Actors Sir Patrick Stewart and Johnny Depp, singer Rihanna, actor Kyle MacLachlan, celebrity Sharon Osbourne, all appeared during the show to give notional pre-recorded messages of apology for not being able to attend. However, these were all in fact comedy spoofs. Johnny Depp and Rihanna joked that Jonathan Ross was the reason they weren't appearing, Osbourne play-acted that she had been snubbed by Channel 4, while Stewart and MacLachlan sent-up the general idea of celebrities being less than committed to making appearances at charity galas.

Pitched by Carr as the 'serious bit' in the mould of Comic Relief type information films inserted between the comedy acts, the short film broadcast early in the show about the Great Ormond Street Hospital featured instead, Alan Carr touring the hospital meeting staff and patients, making various comic gaffes.

During the special ad-break featuring Jimmy Carr, Carr appeared either in specially filmed inserts, or in walkover shots, mocking adverts for Gocompare.com, Churchill car insurance, Specsavers, PokerStars.com, Kerry Low Low cheese and Guinness

==Reception==
The live show was greeted with average to good reviews, with The Daily Telegraph and the London Evening Standard giving it 4 out of 5 stars, while The Times and The Independent gave it 3 stars. The length of the show and size of the arena were pointed out as detracting points. Michael McIntyre and Lee Evans were universally recognised as being the best acts of the show. Other noted acts were Jack Dee, John Bishop, Rich Hall, Noel Fielding, and a musical routine by Bill Bailey and Kevin Eldon.
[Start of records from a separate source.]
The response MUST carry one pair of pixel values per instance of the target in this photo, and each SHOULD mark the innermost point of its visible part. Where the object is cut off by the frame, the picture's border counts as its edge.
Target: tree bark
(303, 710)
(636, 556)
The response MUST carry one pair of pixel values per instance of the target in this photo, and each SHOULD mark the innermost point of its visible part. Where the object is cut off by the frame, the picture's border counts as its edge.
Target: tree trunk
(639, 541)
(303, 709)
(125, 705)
With McIntyre being closer of the first half, and Evans closing the show, they had both been given longer than the 5 minutes given to most acts, leading to observations that this meant the intervening acts had neither the time to die a death, or heat up the performance beyond being just enjoyable. The inclusion of Katie Price and Alex Reid was questioned; they were roundly booed by the audience. Media outlets picked up on Patrick Kielty and Sean Lock's inclusion of gags about Michael Jackson, who had been planning to stage his farewell concerts at the arena before his shock death nine months previously.
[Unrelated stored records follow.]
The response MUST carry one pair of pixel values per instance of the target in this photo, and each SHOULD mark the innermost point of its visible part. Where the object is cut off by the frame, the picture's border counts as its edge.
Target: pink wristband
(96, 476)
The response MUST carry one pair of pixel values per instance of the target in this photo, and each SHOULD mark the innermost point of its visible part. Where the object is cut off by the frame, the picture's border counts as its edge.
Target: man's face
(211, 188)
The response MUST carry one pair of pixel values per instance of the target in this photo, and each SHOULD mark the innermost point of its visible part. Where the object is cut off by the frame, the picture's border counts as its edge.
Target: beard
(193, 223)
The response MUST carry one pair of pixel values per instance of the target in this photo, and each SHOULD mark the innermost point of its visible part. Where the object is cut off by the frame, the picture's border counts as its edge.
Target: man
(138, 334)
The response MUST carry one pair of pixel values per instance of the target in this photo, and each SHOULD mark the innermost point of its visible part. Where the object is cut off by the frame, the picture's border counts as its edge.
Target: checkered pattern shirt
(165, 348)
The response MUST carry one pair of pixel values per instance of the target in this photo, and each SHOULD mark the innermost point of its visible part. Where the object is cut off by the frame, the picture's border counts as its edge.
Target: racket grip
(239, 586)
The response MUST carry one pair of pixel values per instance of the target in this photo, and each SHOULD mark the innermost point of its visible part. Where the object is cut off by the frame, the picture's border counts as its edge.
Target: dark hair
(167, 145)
The Channel 4 broadcast on 5 April was to be the highlight of the Channel 4 Easter programming, going up against the Guardian's other Easter Monday TV highlight selections of the final ever episode of A Touch of Frost on ITV, and the UK premiere of the long-awaited series The Pacific, on Sky Movies. The broadcast ultimately came third in the terrestrial viewer ratings in its time slot. It registered 2.172 million viewers, a 9.9% audience share, between 9 pm and 11.05 pm, with a further 254,000 viewers watching on the timeshift service, Channel 4 +1. This was behind the 8.338 million viewers (34%) registered by A Touch of Frost, and the 4.321 million (16.1%) who watched MasterChef on BBC One. The Pacific registered 631,000 viewers on the digital-only channel Sky Movies.

==DVD release==
An uncut version of the full 3-hour show was released on DVD by Universal Pictures on Monday 26 April 2010.